The RSL Standard enhances the existing robots.txt protocol, which has traditionally allowed publishers to set guidelines for web crawlers. However, this new framework enables site owners to incorporate licensing and royalty agreements directly into their robots.txt files. Publishers can also embed these terms into their digital publications, including online articles and training datasets for which they seek compensation.
At the forefront of this initiative is the RSL Collective, overseen by Eckart Walther—co-creator of the RSS standard—and Doug Leeds, former CEO of IAC Publishing. “The goal is to create a new, scalable business model for the web,” Walther stated. “RSL leverages early RSS concepts to introduce a systematic approach for defining licensing and compensation rights across the internet.”

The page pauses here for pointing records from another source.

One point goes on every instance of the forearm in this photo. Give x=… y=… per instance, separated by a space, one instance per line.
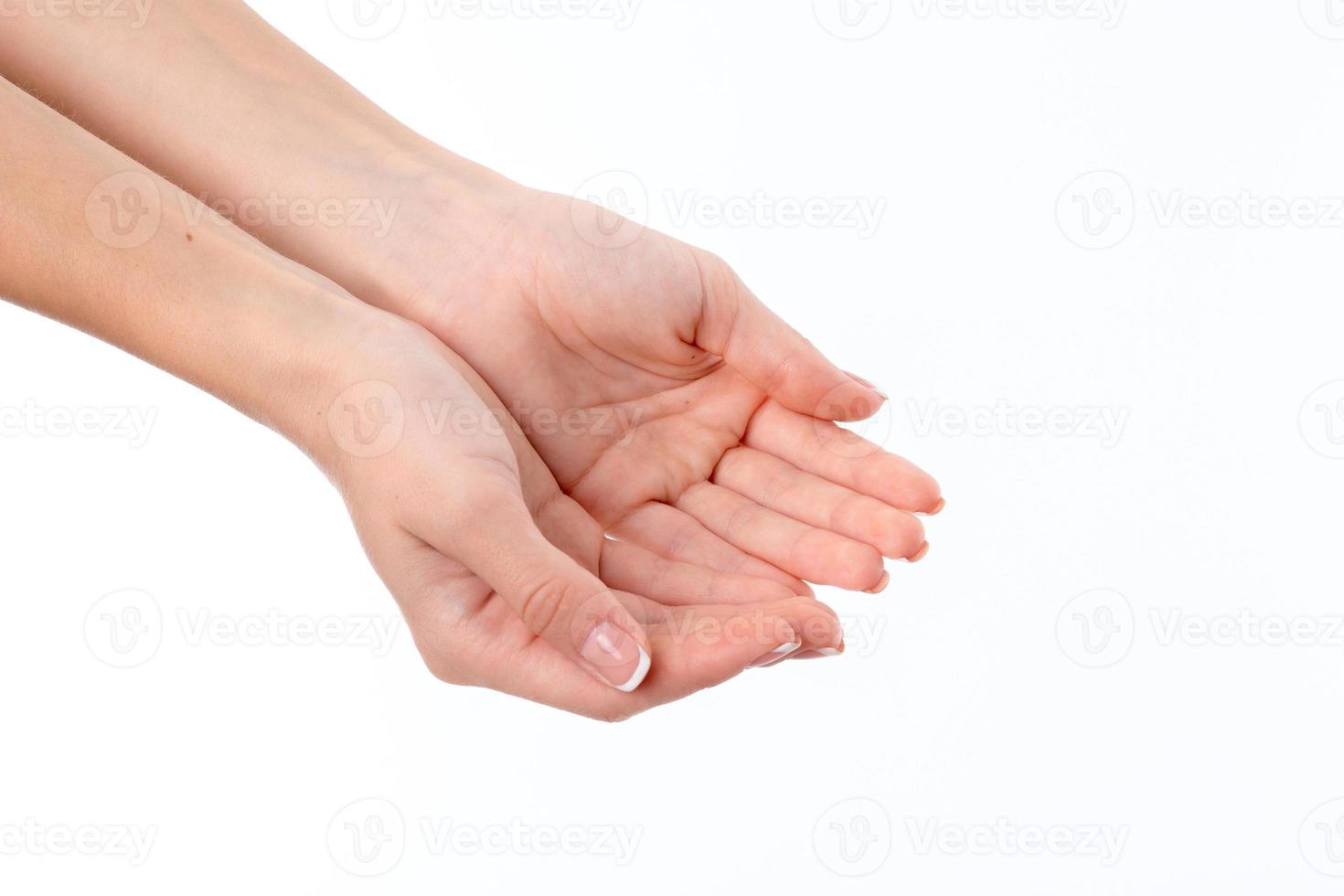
x=91 y=238
x=226 y=106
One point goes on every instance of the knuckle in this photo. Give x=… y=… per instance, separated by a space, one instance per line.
x=542 y=604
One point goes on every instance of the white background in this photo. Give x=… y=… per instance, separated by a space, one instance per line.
x=968 y=696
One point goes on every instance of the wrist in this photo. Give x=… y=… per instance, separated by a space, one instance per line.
x=434 y=212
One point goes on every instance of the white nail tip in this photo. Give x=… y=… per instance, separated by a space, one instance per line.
x=640 y=672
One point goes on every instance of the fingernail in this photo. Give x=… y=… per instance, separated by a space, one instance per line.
x=872 y=386
x=778 y=653
x=617 y=657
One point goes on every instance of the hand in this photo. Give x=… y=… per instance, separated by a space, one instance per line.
x=717 y=454
x=508 y=583
x=667 y=400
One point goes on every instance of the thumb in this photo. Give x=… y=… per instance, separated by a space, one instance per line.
x=754 y=341
x=557 y=600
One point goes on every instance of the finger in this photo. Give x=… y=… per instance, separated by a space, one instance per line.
x=809 y=498
x=697 y=646
x=634 y=569
x=841 y=457
x=775 y=357
x=677 y=536
x=795 y=547
x=492 y=532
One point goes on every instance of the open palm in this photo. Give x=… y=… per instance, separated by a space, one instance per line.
x=504 y=581
x=671 y=403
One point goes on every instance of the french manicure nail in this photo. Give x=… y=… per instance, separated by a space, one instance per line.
x=774 y=656
x=618 y=658
x=872 y=386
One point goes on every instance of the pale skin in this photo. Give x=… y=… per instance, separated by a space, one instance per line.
x=718 y=469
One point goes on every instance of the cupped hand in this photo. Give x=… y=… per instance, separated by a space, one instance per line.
x=668 y=400
x=508 y=583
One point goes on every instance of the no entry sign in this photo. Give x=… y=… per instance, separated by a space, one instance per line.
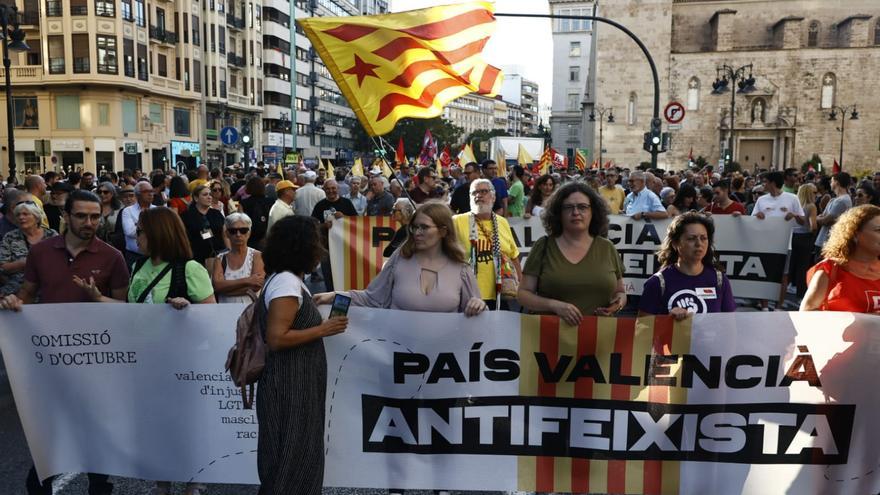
x=674 y=112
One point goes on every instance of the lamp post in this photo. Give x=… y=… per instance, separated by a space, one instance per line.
x=725 y=78
x=601 y=111
x=843 y=111
x=13 y=39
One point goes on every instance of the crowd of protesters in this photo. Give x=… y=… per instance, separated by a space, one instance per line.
x=230 y=235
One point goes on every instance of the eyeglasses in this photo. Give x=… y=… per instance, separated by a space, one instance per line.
x=416 y=229
x=580 y=207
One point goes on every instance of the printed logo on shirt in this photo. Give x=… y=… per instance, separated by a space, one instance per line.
x=689 y=300
x=873 y=297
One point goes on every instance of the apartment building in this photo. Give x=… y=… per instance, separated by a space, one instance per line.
x=304 y=111
x=109 y=84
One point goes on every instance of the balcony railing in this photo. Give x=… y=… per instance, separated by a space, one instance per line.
x=162 y=35
x=234 y=22
x=54 y=8
x=81 y=65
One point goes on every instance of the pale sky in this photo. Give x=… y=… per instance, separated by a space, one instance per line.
x=518 y=45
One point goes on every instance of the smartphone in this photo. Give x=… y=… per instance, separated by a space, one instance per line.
x=340 y=305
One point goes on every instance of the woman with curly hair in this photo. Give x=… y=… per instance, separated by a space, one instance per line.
x=690 y=280
x=542 y=190
x=850 y=273
x=291 y=396
x=574 y=270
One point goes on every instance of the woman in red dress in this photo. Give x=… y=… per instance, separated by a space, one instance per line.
x=848 y=279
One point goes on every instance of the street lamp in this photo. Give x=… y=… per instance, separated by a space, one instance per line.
x=601 y=110
x=843 y=111
x=725 y=78
x=13 y=39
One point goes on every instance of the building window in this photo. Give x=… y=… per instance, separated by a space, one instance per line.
x=105 y=8
x=140 y=16
x=156 y=114
x=66 y=112
x=56 y=54
x=693 y=94
x=829 y=88
x=129 y=116
x=81 y=56
x=631 y=109
x=143 y=75
x=107 y=62
x=181 y=121
x=162 y=62
x=196 y=30
x=104 y=114
x=25 y=115
x=813 y=35
x=572 y=102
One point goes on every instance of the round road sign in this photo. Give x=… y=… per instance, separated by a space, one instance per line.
x=674 y=112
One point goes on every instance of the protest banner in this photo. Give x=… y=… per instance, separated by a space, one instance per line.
x=751 y=403
x=752 y=252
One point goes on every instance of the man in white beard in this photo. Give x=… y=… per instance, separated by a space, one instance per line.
x=487 y=242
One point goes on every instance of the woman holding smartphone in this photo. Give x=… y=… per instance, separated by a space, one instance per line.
x=427 y=273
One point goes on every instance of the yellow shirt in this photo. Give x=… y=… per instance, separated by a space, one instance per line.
x=614 y=196
x=485 y=260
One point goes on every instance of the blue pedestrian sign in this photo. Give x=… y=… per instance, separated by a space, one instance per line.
x=229 y=135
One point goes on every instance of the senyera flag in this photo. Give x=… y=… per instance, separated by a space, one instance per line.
x=408 y=64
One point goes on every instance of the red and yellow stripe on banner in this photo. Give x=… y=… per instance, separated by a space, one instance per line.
x=362 y=253
x=633 y=339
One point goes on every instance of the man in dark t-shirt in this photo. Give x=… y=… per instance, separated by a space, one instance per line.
x=333 y=206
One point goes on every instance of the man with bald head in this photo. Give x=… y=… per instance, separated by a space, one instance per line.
x=328 y=209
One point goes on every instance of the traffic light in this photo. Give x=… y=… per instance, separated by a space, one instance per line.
x=245 y=132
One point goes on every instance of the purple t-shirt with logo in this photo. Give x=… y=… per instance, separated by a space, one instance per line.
x=697 y=294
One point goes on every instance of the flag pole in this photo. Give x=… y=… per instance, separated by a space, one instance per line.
x=655 y=121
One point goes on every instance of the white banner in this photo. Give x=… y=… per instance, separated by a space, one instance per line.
x=752 y=403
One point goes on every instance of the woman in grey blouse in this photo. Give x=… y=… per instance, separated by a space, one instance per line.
x=427 y=273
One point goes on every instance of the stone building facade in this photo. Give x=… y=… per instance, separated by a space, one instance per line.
x=807 y=57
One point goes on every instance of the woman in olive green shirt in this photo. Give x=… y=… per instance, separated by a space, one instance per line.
x=573 y=271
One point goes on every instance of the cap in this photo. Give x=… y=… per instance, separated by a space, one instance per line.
x=61 y=187
x=285 y=184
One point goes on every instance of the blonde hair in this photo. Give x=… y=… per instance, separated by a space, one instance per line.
x=807 y=194
x=842 y=240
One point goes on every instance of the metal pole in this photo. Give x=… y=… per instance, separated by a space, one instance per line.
x=655 y=121
x=9 y=124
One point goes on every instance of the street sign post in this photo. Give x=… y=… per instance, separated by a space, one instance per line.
x=229 y=136
x=674 y=112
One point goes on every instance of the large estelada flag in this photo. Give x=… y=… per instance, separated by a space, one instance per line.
x=408 y=64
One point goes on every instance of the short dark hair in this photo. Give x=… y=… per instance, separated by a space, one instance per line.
x=842 y=178
x=775 y=177
x=552 y=217
x=293 y=245
x=80 y=195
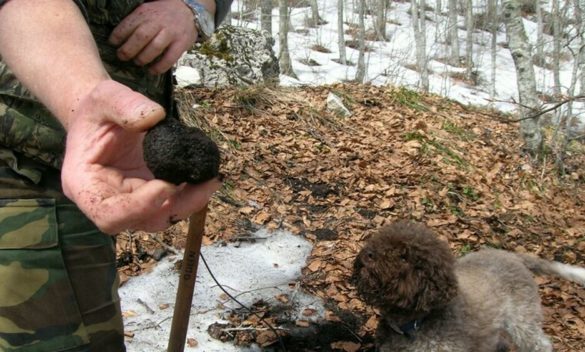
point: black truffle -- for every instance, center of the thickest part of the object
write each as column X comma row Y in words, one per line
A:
column 177, row 153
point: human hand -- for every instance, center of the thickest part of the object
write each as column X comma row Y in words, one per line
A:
column 104, row 172
column 155, row 33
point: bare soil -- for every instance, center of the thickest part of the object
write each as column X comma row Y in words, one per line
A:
column 292, row 165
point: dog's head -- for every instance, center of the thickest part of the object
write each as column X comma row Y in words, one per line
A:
column 405, row 269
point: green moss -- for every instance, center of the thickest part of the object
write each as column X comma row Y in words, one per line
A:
column 407, row 97
column 218, row 47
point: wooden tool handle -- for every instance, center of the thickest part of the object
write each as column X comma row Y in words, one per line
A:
column 187, row 282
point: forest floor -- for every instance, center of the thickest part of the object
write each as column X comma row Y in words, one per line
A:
column 290, row 164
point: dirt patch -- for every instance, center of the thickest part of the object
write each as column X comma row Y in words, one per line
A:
column 292, row 165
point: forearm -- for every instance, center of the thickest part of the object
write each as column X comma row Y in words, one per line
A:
column 48, row 45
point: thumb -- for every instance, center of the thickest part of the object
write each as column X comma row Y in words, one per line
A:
column 125, row 107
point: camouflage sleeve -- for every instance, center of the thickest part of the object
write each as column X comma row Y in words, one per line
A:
column 222, row 7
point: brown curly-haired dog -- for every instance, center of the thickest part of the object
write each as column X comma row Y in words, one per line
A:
column 431, row 302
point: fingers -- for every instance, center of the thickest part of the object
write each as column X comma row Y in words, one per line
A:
column 124, row 211
column 171, row 55
column 154, row 49
column 152, row 206
column 113, row 102
column 191, row 198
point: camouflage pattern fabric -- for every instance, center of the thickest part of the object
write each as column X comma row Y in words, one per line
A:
column 59, row 280
column 58, row 275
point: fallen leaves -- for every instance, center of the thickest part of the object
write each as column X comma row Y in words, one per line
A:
column 292, row 165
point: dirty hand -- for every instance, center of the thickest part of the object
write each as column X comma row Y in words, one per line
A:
column 155, row 33
column 104, row 172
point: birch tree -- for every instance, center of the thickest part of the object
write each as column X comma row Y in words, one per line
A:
column 521, row 52
column 341, row 36
column 283, row 54
column 493, row 11
column 266, row 15
column 469, row 41
column 453, row 37
column 419, row 27
column 360, row 74
column 580, row 12
column 315, row 19
column 380, row 19
column 539, row 58
column 556, row 17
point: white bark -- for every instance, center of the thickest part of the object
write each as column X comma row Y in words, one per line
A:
column 493, row 10
column 315, row 19
column 539, row 35
column 283, row 54
column 556, row 47
column 580, row 7
column 469, row 41
column 419, row 26
column 341, row 35
column 453, row 30
column 360, row 74
column 522, row 54
column 438, row 8
column 266, row 15
column 380, row 19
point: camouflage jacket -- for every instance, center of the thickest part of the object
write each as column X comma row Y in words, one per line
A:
column 29, row 129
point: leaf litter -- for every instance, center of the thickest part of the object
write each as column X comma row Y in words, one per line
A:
column 293, row 165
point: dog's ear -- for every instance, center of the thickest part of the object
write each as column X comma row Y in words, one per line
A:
column 438, row 281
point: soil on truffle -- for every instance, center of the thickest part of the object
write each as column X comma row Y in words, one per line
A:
column 177, row 153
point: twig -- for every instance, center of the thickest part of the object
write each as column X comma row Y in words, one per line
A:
column 145, row 305
column 164, row 245
column 251, row 329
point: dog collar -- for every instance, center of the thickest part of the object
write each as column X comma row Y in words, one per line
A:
column 409, row 329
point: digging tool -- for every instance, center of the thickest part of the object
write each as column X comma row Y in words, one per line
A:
column 187, row 281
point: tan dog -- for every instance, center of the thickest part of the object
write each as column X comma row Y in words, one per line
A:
column 431, row 302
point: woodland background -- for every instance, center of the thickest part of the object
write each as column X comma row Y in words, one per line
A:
column 464, row 115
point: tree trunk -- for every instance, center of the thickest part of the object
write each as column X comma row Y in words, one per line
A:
column 540, row 59
column 556, row 47
column 418, row 22
column 315, row 19
column 469, row 41
column 493, row 10
column 360, row 74
column 283, row 54
column 453, row 37
column 266, row 15
column 580, row 5
column 341, row 35
column 380, row 19
column 522, row 54
column 438, row 8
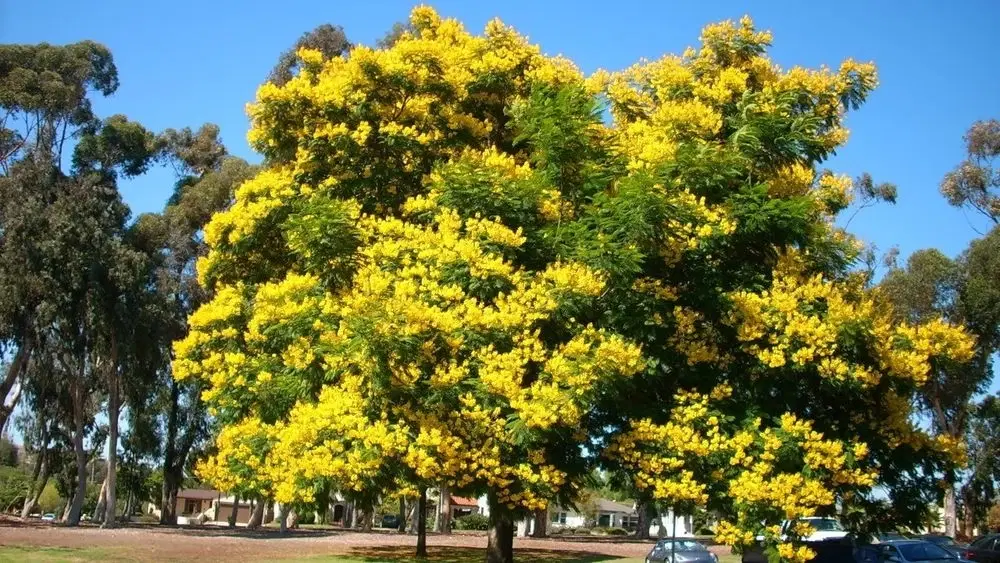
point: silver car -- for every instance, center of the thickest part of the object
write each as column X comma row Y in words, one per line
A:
column 906, row 551
column 680, row 551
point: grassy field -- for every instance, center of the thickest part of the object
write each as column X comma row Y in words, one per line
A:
column 456, row 555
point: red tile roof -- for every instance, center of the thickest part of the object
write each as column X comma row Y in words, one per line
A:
column 462, row 501
column 199, row 494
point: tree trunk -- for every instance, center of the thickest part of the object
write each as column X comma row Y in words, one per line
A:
column 422, row 523
column 368, row 517
column 111, row 480
column 541, row 523
column 500, row 539
column 102, row 500
column 76, row 508
column 69, row 506
column 36, row 491
column 234, row 512
column 14, row 370
column 642, row 526
column 171, row 480
column 949, row 508
column 444, row 510
column 257, row 516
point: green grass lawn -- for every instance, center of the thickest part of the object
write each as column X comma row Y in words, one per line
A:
column 395, row 554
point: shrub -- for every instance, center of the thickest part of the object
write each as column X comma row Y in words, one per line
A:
column 472, row 522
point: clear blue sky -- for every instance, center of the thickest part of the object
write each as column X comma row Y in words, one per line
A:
column 182, row 63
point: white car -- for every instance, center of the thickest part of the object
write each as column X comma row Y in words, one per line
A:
column 823, row 528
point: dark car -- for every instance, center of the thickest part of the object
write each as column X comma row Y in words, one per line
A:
column 841, row 550
column 680, row 550
column 946, row 542
column 984, row 550
column 907, row 551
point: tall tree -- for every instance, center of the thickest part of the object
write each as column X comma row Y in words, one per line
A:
column 327, row 39
column 208, row 178
column 454, row 269
column 44, row 101
column 964, row 291
column 975, row 182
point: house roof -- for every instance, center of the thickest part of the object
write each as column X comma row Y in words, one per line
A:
column 605, row 505
column 462, row 501
column 198, row 494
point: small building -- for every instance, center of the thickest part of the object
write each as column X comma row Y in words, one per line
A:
column 461, row 506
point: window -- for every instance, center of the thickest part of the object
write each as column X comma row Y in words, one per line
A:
column 984, row 543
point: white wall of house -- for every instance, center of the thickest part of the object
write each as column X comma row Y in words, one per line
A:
column 668, row 524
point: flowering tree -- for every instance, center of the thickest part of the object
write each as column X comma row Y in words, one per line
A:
column 455, row 270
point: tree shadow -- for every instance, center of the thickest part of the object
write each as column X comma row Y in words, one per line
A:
column 449, row 554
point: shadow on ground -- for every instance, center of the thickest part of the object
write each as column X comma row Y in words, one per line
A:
column 445, row 554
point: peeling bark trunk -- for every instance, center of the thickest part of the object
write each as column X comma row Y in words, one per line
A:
column 36, row 491
column 114, row 408
column 14, row 371
column 76, row 508
column 257, row 516
column 444, row 510
column 422, row 523
column 500, row 538
column 102, row 497
column 949, row 508
column 171, row 479
column 642, row 527
column 541, row 523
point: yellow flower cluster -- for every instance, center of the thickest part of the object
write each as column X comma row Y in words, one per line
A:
column 799, row 320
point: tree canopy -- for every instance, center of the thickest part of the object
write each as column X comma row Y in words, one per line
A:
column 466, row 261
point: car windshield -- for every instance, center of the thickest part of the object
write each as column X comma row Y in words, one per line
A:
column 825, row 525
column 941, row 540
column 680, row 545
column 923, row 551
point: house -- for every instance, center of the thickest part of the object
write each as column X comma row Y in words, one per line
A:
column 461, row 506
column 199, row 506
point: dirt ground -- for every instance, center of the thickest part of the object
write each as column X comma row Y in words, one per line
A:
column 159, row 543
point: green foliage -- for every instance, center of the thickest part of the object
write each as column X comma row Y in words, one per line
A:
column 326, row 38
column 975, row 182
column 472, row 522
column 10, row 454
column 14, row 483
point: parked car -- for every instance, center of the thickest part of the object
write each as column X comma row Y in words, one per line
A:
column 906, row 551
column 680, row 550
column 839, row 550
column 946, row 542
column 984, row 550
column 890, row 536
column 823, row 528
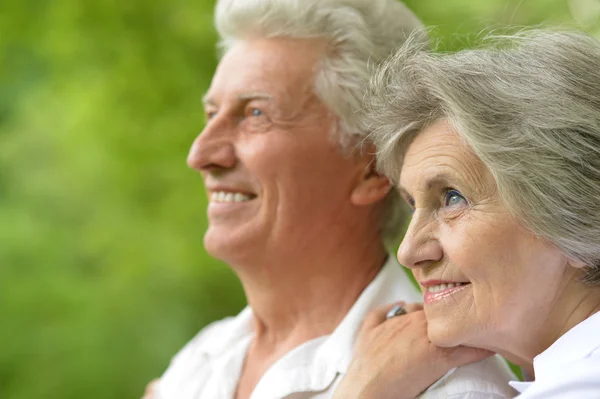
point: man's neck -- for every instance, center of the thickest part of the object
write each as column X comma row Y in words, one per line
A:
column 306, row 297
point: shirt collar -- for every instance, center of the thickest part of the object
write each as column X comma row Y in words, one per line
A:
column 576, row 344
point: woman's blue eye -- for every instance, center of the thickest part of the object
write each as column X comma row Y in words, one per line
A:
column 453, row 198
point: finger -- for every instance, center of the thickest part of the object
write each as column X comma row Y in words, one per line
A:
column 150, row 388
column 378, row 316
column 461, row 355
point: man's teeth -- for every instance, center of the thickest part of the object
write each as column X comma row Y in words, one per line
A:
column 442, row 287
column 225, row 196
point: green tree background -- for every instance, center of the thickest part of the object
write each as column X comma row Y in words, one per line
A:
column 103, row 276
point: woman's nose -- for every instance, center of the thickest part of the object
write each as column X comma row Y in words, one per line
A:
column 420, row 246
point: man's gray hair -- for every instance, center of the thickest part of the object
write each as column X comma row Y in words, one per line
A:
column 359, row 33
column 528, row 106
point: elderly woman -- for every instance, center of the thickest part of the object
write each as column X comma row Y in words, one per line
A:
column 497, row 153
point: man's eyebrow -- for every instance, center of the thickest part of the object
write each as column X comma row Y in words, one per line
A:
column 207, row 100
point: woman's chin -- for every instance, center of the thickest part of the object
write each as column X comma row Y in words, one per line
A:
column 443, row 334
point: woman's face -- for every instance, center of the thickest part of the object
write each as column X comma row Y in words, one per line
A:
column 487, row 281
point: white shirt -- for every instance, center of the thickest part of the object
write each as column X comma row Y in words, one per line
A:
column 569, row 368
column 210, row 365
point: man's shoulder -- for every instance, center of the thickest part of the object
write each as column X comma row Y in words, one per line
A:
column 487, row 378
column 210, row 338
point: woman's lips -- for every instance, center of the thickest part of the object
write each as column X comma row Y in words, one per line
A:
column 435, row 293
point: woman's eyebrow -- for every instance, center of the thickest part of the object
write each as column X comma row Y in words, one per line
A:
column 441, row 180
column 243, row 97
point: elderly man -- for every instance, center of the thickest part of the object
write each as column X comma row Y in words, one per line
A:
column 296, row 206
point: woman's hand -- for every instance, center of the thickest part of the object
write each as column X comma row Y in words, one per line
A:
column 394, row 359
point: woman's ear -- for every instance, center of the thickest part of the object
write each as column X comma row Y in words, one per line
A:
column 371, row 187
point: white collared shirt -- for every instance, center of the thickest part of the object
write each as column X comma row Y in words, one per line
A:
column 569, row 368
column 210, row 365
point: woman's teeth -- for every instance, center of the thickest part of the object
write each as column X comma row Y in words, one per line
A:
column 442, row 287
column 225, row 196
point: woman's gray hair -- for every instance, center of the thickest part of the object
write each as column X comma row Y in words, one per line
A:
column 359, row 33
column 528, row 105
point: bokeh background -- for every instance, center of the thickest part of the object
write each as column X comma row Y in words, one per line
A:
column 103, row 276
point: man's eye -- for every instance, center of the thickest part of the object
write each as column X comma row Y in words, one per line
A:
column 453, row 198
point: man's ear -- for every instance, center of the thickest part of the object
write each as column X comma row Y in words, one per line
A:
column 371, row 186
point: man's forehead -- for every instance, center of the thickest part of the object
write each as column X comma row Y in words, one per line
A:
column 265, row 68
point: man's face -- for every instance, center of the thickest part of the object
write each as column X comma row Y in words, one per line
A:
column 275, row 177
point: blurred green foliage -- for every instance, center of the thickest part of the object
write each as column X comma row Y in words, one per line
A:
column 103, row 276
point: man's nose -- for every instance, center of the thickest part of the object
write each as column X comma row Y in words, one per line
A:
column 420, row 246
column 213, row 149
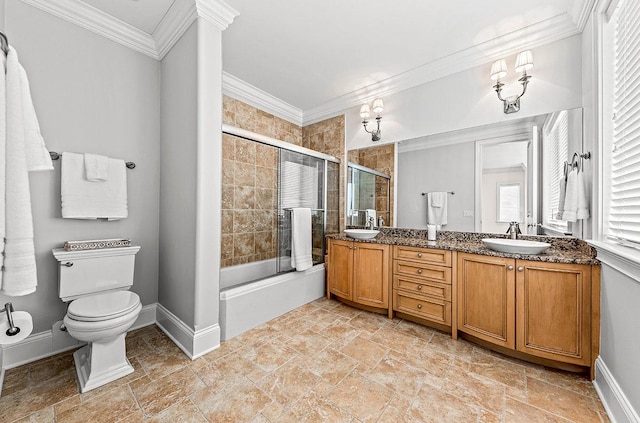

The RSL Standard accommodates various licensing mechanisms, including free options. Site owners may require AI companies to pay either a subscription fee or a pay-per-crawl charge each time an AI bot accesses their content. Additionally, there is a provision for a pay-per-inference strategy, which allows publishers to receive compensation whenever an AI model references their material. Bots engaged in archival or standard search engine activities will continue to operate under existing protocols.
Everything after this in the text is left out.